Ces tissages orthogonaux sont pour le meilleur – la république des Deux Nations, qui a duré deux siècles ; Milosz, Mickiewicz, les grands poètes polonais qui n'ont jamais habité dans la Pologne actuelle ; les peintres Soutine, Chagall ; le projet de fédération de l'entre-deux-mers du maréchal Pilsudski, dans les années vingt – mais aussi pour le pire – les tueries polono-lituaniennes après la première guerre mondiale, la Shoah par balles, les pogroms, les horreurs entre Polonais et Ukrainiens dans la région de Volyn. Lorsqu'un pays est déstabilisé dans cette région, c'est toute la région profonde, ce tissage, ce tissu d'amitiés et de haines, qui est déstabilisé. Revenons donc sur cette crise et sur quelques points trop souvent oubliés.

D'abord, c'est quelques semaines avant l'élection que le contrepied magnifique de trois femmes surprend Loukachenko. Il sait jouer la chorégraphie de la démocratie ; il l'a fait. Que la femme de Tsepkalo se présente ; que la directrice de campagne de Babariko se présente ; que la femme de Tikhanovski se présente. Mais ces trois femmes décident, quelques semaines avant le scrutin, de se regrouper derrière Tikhanovskaïa. La population, dès ce moment-là, comprend qu'il se passe quelque chose et sort dans la rue, avant l'élection, avec un mot d'ordre : cette fois-ci, ne nous vole pas notre élection. Cette révolution est surtout une révolution de la vérité.
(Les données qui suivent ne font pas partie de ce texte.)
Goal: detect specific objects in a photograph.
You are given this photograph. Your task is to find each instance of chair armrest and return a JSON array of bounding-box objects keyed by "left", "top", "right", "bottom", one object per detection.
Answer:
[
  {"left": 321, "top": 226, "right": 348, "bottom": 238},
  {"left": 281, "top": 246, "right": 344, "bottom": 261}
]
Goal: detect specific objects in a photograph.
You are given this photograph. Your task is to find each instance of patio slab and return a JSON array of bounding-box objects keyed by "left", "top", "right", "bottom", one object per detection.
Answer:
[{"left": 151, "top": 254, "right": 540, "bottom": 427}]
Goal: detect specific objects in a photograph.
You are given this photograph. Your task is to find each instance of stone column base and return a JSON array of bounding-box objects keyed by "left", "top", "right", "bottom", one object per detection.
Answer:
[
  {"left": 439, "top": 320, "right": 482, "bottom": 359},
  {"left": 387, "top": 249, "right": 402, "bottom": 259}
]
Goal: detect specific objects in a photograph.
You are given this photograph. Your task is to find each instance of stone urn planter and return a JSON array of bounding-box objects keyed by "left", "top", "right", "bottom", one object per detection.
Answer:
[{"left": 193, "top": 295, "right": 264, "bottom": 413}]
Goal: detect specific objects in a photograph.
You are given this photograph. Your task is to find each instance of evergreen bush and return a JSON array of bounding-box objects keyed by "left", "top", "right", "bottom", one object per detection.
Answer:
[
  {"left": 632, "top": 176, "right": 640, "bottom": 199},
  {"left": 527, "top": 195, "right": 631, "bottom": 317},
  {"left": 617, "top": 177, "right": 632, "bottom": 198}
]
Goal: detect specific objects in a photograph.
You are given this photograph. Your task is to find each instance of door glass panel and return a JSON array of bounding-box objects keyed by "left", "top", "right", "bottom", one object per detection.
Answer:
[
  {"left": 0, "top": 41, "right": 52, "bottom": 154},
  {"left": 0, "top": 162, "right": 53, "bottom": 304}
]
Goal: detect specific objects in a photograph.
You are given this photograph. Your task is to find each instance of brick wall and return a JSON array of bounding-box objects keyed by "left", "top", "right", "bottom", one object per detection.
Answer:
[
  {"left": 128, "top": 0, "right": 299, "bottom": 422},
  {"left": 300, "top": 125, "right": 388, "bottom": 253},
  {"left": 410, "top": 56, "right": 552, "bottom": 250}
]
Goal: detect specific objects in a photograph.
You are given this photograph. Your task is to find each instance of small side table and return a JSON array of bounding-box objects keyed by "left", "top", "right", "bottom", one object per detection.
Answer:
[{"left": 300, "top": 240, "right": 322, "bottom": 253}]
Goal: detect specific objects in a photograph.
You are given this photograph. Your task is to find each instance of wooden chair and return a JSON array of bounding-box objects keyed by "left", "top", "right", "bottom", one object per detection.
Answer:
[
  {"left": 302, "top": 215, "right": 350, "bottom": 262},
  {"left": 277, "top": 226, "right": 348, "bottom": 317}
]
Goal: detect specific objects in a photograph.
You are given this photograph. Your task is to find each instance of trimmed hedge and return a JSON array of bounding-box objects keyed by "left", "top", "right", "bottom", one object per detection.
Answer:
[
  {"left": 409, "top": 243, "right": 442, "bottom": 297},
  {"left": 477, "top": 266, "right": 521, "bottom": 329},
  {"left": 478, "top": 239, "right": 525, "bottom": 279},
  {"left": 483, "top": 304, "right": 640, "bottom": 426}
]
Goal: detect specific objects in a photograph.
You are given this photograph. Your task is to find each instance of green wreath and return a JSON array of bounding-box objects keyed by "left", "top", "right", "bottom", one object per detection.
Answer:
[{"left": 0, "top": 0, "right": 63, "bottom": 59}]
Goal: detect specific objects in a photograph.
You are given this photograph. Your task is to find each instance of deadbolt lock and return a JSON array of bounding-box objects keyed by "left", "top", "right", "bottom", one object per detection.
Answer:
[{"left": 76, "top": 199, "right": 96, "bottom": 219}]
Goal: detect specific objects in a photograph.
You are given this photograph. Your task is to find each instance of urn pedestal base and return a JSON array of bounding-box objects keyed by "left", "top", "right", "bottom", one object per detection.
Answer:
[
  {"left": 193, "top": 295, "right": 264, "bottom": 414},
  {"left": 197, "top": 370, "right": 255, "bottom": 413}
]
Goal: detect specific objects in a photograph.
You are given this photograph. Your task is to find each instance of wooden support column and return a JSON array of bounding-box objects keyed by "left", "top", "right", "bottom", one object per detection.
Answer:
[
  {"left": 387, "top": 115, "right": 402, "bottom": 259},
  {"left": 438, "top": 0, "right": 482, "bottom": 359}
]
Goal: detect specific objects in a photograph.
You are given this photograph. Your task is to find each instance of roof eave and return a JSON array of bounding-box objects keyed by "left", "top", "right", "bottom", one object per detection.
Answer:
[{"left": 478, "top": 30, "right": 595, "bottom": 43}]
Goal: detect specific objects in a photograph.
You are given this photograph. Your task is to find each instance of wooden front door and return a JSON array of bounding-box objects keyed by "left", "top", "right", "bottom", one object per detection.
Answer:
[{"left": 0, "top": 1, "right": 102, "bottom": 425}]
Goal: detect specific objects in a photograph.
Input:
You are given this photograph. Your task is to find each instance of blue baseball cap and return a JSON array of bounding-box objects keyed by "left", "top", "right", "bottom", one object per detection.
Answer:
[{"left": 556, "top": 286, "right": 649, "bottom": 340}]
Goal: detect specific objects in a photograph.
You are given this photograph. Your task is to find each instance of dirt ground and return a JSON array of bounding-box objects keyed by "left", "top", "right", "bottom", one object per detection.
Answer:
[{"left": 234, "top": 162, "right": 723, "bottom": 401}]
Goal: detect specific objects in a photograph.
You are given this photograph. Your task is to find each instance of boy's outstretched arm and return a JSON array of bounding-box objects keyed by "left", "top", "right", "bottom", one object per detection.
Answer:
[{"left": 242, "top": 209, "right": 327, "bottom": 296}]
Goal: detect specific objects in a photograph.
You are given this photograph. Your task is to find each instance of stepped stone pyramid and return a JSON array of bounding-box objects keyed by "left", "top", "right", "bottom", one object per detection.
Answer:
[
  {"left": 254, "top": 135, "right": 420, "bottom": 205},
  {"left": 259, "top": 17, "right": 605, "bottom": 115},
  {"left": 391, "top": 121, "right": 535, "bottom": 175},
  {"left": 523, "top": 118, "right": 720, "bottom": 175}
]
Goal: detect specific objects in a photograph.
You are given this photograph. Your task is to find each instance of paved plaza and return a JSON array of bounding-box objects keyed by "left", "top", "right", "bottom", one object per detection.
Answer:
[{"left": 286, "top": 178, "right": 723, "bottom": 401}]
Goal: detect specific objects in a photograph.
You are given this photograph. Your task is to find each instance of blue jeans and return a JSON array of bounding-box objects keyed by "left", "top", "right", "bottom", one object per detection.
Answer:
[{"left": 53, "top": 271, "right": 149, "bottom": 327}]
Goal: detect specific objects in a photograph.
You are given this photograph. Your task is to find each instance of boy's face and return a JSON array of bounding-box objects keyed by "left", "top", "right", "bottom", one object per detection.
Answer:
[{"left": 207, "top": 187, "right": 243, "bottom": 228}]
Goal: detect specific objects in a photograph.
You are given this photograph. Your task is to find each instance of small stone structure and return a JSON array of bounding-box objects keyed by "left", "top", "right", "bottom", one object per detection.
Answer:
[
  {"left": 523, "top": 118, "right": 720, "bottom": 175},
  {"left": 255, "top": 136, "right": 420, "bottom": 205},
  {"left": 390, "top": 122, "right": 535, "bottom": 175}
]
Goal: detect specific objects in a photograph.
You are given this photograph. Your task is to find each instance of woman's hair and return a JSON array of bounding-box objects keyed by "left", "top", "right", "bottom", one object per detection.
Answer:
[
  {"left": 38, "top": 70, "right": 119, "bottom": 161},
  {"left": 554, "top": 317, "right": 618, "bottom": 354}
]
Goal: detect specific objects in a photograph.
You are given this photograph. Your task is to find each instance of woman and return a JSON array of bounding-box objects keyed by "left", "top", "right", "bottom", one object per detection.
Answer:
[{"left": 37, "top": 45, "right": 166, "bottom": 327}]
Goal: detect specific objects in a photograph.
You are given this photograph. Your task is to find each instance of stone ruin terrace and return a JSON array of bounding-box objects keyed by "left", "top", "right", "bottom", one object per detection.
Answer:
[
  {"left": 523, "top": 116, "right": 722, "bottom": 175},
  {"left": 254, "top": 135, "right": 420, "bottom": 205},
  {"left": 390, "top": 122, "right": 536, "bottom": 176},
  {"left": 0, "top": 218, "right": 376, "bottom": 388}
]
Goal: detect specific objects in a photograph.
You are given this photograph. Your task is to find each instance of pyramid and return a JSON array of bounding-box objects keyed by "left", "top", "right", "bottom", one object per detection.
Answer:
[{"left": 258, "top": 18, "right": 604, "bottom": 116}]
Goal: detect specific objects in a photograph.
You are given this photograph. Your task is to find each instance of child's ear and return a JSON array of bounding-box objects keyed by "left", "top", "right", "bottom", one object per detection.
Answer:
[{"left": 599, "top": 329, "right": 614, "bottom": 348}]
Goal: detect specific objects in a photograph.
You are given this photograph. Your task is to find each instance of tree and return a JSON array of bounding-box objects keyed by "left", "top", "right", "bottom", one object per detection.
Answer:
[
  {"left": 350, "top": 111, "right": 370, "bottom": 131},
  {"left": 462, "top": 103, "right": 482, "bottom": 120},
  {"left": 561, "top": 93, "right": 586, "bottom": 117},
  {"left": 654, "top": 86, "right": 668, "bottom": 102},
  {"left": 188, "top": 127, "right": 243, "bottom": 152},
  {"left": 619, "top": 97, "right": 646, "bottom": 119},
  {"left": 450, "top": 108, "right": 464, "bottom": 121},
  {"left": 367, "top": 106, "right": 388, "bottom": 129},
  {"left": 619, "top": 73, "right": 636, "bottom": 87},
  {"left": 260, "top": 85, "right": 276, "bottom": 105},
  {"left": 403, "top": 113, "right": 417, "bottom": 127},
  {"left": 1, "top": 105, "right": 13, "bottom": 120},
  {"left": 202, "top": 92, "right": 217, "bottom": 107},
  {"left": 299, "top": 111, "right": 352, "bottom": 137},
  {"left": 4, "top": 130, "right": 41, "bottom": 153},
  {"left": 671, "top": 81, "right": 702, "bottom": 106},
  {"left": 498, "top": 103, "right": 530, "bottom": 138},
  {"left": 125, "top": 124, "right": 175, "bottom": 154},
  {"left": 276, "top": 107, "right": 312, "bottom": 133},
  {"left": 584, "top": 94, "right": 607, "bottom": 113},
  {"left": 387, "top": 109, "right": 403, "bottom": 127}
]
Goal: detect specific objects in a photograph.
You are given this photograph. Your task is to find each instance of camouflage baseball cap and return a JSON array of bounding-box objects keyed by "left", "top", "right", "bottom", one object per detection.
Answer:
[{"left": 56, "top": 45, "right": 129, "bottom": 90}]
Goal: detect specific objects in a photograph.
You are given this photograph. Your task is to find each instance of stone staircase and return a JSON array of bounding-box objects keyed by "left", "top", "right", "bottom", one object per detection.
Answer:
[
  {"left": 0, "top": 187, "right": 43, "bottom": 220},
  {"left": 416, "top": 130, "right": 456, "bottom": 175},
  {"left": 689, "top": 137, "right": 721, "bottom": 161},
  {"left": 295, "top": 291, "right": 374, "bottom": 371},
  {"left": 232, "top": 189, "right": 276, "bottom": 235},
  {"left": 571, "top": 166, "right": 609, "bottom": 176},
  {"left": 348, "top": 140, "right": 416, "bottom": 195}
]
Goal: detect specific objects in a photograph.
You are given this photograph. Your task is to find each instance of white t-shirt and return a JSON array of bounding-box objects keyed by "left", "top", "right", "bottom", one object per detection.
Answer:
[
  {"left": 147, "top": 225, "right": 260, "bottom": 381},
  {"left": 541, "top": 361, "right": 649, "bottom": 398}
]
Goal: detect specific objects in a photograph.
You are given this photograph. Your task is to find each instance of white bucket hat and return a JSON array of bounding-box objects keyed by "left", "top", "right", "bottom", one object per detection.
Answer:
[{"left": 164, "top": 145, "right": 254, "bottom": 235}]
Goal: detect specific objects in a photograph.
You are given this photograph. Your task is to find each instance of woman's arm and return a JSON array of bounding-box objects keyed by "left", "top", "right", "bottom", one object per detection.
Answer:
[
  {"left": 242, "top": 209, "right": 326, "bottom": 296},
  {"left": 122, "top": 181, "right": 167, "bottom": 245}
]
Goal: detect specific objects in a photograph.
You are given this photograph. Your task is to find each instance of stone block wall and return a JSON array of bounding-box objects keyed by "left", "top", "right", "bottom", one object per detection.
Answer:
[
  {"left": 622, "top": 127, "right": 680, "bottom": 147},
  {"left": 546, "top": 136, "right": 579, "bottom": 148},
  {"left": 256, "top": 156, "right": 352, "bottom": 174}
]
Mes chers collègues, cette proposition de résolution rappelle ce que nous attendons du Gouvernement et de la communauté européenne. Tout d'abord, je l'ai souvent dit, la politique de voisinage de la communauté européenne ne doit pas être une espèce de politique de la pré-pré-pré-adhésion ; non, une politique de voisinage, c'est une politique qui organise les relations avec un voisin qui restera un voisin. Ensuite, les sanctions européennes fonctionnent ; fonctionne également la diplomatie que l'on appelle parfois soft ou d'influence – vous savez, monsieur le ministre de l'Europe et des affaires étrangères, que je n'aime pas trop ces dénominations auxquelles je préfère l'action de la France dans le monde, parce que c'est bien de cela qu'il s'agit. Soutenir et former les Bélarusses en exil, c'est l'action de la France ; soutenir l'université du Bélarus qui est sur notre sol, à Vilnius, c'est l'action de la France ; soutenir les journalistes indépendants, c'est l'action de la France ; nommer comme envoyé spécial pour les affaires du Bélarus, juste après son expulsion du pays, notre ancien ambassadeur, c'est l'action de la France. La proposition de résolution appelle aussi à des actions internationales non gouvernementales qui rappellent ce qui s'est passé entre la France et la Pologne dans les années Solidarnosc, en particulier à une coopération parlementaire et citoyenne avec les représentants du Bélarus démocratique.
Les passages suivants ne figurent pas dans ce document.